San Francisco, historically known for cold summers triggered by heavy coastal fog, had an average temperature of 59 degrees while San Jose was nearly nine degrees warmer on average at 67.6 degrees.

NOAA said that since late Spring the weather pattern across the United States has been stubbornly persistent.

A ridge of high pressure has kept temperatures soaring in the East while a low pressure system has been parked off the West Coast keeping temperature well below normal.

One of the few breaks in the cool gloom came on August 23rd when the weather trough shifted eastward, allowing a strong ridge of high pressure to build.

The combination of the warm air mass and light offshore winds sent temperatures soaring. Three locations sent records on Aug. 24th – downtown San Francisco, Monterey and Salinas.

But then the weather pattern changed again and the temperatures plunged once more.

Elsewhere, the year was on track to be one of the warmest on record, the weather service said.

The planet's average temperature for January-August was 58.5 degrees Fahrenheit (14.7 Celsius), tying the record heat set for that period in 1998, the National Oceanic and Atmospheric Administration said Wednesday.

While 1998 was the hottest year through the first eight months, 2005 is the hottest full year on record.

The National Climatic Data Center also reported:

--It was the third-hottest August on record with an average temperature for the month of 61.2 degrees F (16.2 C). The hottest August was 1998, followed by 2009.

--The meteorological summer -- June-August -- averaged 61.3 degrees F (16.2 C), making it the second-hottest summer on record worldwide behind 1998.
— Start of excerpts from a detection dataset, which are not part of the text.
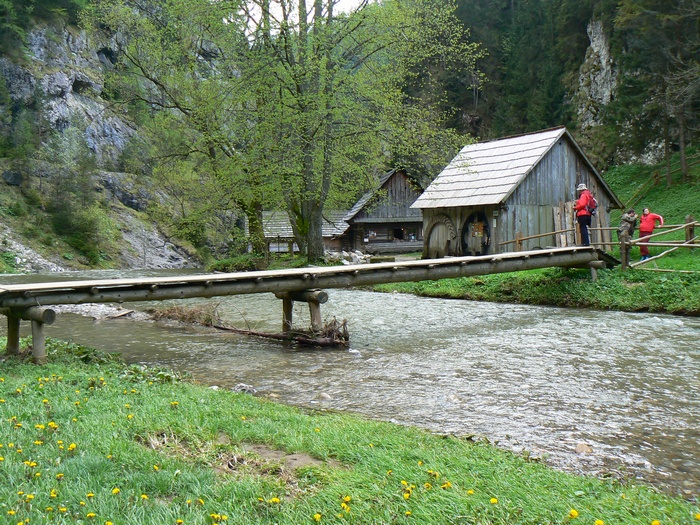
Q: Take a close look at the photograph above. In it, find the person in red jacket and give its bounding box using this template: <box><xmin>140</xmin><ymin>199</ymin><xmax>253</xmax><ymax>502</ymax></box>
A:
<box><xmin>574</xmin><ymin>183</ymin><xmax>593</xmax><ymax>246</ymax></box>
<box><xmin>639</xmin><ymin>208</ymin><xmax>664</xmax><ymax>261</ymax></box>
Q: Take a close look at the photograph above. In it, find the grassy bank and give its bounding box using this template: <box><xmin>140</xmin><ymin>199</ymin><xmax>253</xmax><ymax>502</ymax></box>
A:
<box><xmin>374</xmin><ymin>268</ymin><xmax>700</xmax><ymax>316</ymax></box>
<box><xmin>0</xmin><ymin>340</ymin><xmax>700</xmax><ymax>525</ymax></box>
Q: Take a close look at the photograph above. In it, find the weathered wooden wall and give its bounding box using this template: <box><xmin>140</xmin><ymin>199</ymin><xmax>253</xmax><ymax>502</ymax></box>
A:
<box><xmin>423</xmin><ymin>137</ymin><xmax>613</xmax><ymax>257</ymax></box>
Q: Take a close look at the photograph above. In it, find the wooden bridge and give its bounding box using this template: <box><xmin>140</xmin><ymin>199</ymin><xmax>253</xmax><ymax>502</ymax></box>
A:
<box><xmin>0</xmin><ymin>246</ymin><xmax>619</xmax><ymax>363</ymax></box>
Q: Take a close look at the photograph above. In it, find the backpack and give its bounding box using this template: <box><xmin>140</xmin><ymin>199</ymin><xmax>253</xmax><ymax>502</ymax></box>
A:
<box><xmin>586</xmin><ymin>195</ymin><xmax>598</xmax><ymax>215</ymax></box>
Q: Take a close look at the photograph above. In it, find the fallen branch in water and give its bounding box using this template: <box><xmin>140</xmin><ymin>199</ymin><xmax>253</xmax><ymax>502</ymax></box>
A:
<box><xmin>213</xmin><ymin>317</ymin><xmax>350</xmax><ymax>346</ymax></box>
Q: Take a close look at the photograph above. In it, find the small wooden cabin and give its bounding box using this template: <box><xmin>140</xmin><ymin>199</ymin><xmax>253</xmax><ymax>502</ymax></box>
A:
<box><xmin>412</xmin><ymin>127</ymin><xmax>622</xmax><ymax>258</ymax></box>
<box><xmin>344</xmin><ymin>169</ymin><xmax>423</xmax><ymax>253</ymax></box>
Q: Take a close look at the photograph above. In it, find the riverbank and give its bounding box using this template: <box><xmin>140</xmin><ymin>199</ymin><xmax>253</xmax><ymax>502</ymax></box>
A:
<box><xmin>373</xmin><ymin>268</ymin><xmax>700</xmax><ymax>316</ymax></box>
<box><xmin>0</xmin><ymin>340</ymin><xmax>700</xmax><ymax>525</ymax></box>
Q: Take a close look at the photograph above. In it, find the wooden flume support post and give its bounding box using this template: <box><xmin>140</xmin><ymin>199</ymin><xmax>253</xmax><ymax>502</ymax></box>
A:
<box><xmin>275</xmin><ymin>289</ymin><xmax>328</xmax><ymax>333</ymax></box>
<box><xmin>0</xmin><ymin>306</ymin><xmax>56</xmax><ymax>365</ymax></box>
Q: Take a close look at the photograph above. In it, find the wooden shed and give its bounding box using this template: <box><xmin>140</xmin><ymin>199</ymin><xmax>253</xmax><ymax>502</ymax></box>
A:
<box><xmin>412</xmin><ymin>127</ymin><xmax>622</xmax><ymax>258</ymax></box>
<box><xmin>344</xmin><ymin>169</ymin><xmax>423</xmax><ymax>253</ymax></box>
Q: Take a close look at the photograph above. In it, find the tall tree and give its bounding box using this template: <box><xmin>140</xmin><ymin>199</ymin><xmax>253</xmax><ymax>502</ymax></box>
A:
<box><xmin>87</xmin><ymin>0</ymin><xmax>474</xmax><ymax>261</ymax></box>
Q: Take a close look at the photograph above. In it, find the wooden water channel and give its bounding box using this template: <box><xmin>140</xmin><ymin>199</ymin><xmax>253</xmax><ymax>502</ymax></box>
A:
<box><xmin>0</xmin><ymin>246</ymin><xmax>619</xmax><ymax>364</ymax></box>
Meanwhile, a separate report from the National Snow and Ice Data Center said Arctic sea ice cover appears to have reached its minimum extent for the year and is the third-lowest extent recorded since satellites began measuring minimum sea ice extent in 1979.

Arctic sea ice covered an average of 2.3 million square miles (6.0 million square kilometers) during August. This is 22 percent below the 1979-2000 average extent and the 14th consecutive August with below-average Arctic sea ice extent, NOAA reported.

Melting sea ice is part of a pattern of changes atmospheric scientists attribute to global warming, which has been documented in rising temperatures over the last several decades.

Other changes include melting ice in Greenland and Antarctica, which can lead to rising sea levels, a decline in glaciers and changes in weather patterns around the world.

The new climate report noted that August was hotter than normal in eastern Europe, eastern Canada and parts of eastern Asia but cooler than average in Australia, central Russia and southern South America.

It was the hottest August since 1961 in China, but the coolest August since 1993 in the United Kingdom.